“We need green energy. Just not here.”
Do those words sound familiar? That’s quite often the case with so-called proponents of green energy. The acronym NIMBY (not in my back yard) should really be replaced with BANANA (build absolutely nothing anywhere near anything), according to Ryan Yonk, coauthor of a new book, “Green vs. Green.” Together, Yonk and Randy T. Simmons researched the regulatory environment faced by green energy producers, and their findings should surprise readers.

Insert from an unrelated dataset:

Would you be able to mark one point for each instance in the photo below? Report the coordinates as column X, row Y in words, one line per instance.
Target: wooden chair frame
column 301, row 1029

It turns out that regulatory and environmental opposition to green energy projects are about the same as those encountered by non-renewable energy projects. Wind, solar, geothermal, hydroelectric, and biofuel projects all face opposition from so-called “green” groups. Cape Wind, Ivanpah Solar Farm, Telephone Flats and Four Mile Hill, Glen Canyon Dam, and Uintah Basin projects have all been opposed by environmental groups that say they favor the development of green energy.
At a recent panel discussion at Heritage, Yonk and Simmons explained that because the ideal locations for many of these green energy projects are situated on government land, proposed projects face a slew of regulatory and bureaucratic hurdles, all of which delay and discourage the development of green energy projects. This problem is made worse by the Obama Administration’s hyper-regulation over the past three years and its recent rulemaking delays, which only add uncertainty in an already murky regulatory environment. Yonk and Simmons set aside the technological and economic pitfalls of renewable energy and focused on the regulatory pitfalls.
If there is one difference between proposals for green energy and proposals for non-renewable energy, it’s that green groups are divided on the national and local level when it comes to their opposition toward green-energy projects.